The book also touches on disappointments, such as the failure of the Senate to include a public insurance option in her proudest achievement, the Affordable Care Act, due to staunch opposition from the Senate (she frequently raged about the Senate's “bias” on the bill).
She also didn't mention the cost of her determination: in 2009, she pushed a climate change bill through the House of Representatives despite warnings from lawmakers of the grave political risks, only for it to be shelved in the Senate — a failure that was later blamed for the Democratic defeat in 2010 and her ouster as speaker.

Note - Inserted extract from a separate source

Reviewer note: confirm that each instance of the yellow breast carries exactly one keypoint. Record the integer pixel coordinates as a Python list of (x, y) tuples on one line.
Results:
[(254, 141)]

Pelosi said that's a subject for another day and is off topic in a book about how she managed to accomplish what she did despite the deeply polarizing era in which she became a major political icon.
Her secret weapons, she said, were “knowledge, judgment and strategic thinking,” along with a reputation for being fearless in the face of opposition.
“You have to act,” Pelosi said. “If people know you're going to act, that's one thing. If people don't think you're going to act, then they start exercising their options and your power is diminished.”
She added: “People say to trust your gut, but unless your gut feeling is backed up by information, judgement and experience, and in the case of women, intuition, your gut feeling is useless.”